Text-to-Speech (TTS)

Model Parameters Description
Kokoro voice Voice ID (default: "af_bella")
speed Speech speed multiplier: 0.5-2.0 (default: 1.0)
ResembleAI audio_prompt Reference audio file for voice cloning (optional)
exaggeration Emotional intensity: 0.0-1.0 (default: 0.5)
cfg_weight Adherence to reference voice: 0.0-1.0 (default: 0.5)

Installation

Install from PyPI:

pip install yapp

Or install from source:

git clone https://github.com/yourusername/yapp-sdk.git
cd yapp-sdk
pip install -e .

Quick Start

import yapp

# Initialize the client
client = yapp.Yapp(api_key="your-api-key")

# Transcribe audio to text
transcription = client.speech_to_text.convert("parakeet", "audio.wav")
print(transcription.text)

# Generate speech from text
response = client.text_to_speech.convert("kokoro", "Hello world!")
response.save("output.wav")

Authentication

You can provide your API key in two ways:

1. Pass it directly to the client:

client = yapp.Yapp(api_key="your-api-key")
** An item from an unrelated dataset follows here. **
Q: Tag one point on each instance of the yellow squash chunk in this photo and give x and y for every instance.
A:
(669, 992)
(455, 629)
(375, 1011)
2. Set it as an environment variable:

export YAPP_API_KEY="your-api-key"
client = yapp.Yapp()  # Will use YAPP_API_KEY from environment

Usage Examples

Speech-to-Text (Transcription)

Basic Transcription

The SDK uses the Parakeet multilingual STT model for transcription.

import yapp

client = yapp.Yapp(api_key="your-api-key")

# Transcribe an entire audio file using Parakeet
response = client.speech_to_text.convert("parakeet", "audio.wav")
print(response.text)

Transcription with Time Window

# Transcribe only a specific time range
response = client.speech_to_text.convert(
    "parakeet",   # Model (positional)
    "audio.wav",  # File (positional)
    start_time=3.0,  # Start at 3 seconds
    end_time=9.0     # End at 9 seconds
)
print(response.text)

Multiple Audio Formats

The SDK automatically handles various audio formats:

# From file path (string)
response = client.speech_to_text.convert("parakeet", "audio.wav")

# From pathlib.Path
from pathlib import Path
response = client.speech_to_text.convert("parakeet", Path("audio.mp3"))

# From file object
with open("audio.wav", "rb") as f:
    response = client.speech_to_text.convert("parakeet", f)

# From bytes
audio_bytes = open("audio.wav", "rb").read()
response = client.speech_to_text.convert("parakeet", audio_bytes)

Text-to-Speech (Synthesis)

Using Kokoro-82M Model

Kokoro parameters: voice, speed

import yapp

client = yapp.Yapp(api_key="your-api-key")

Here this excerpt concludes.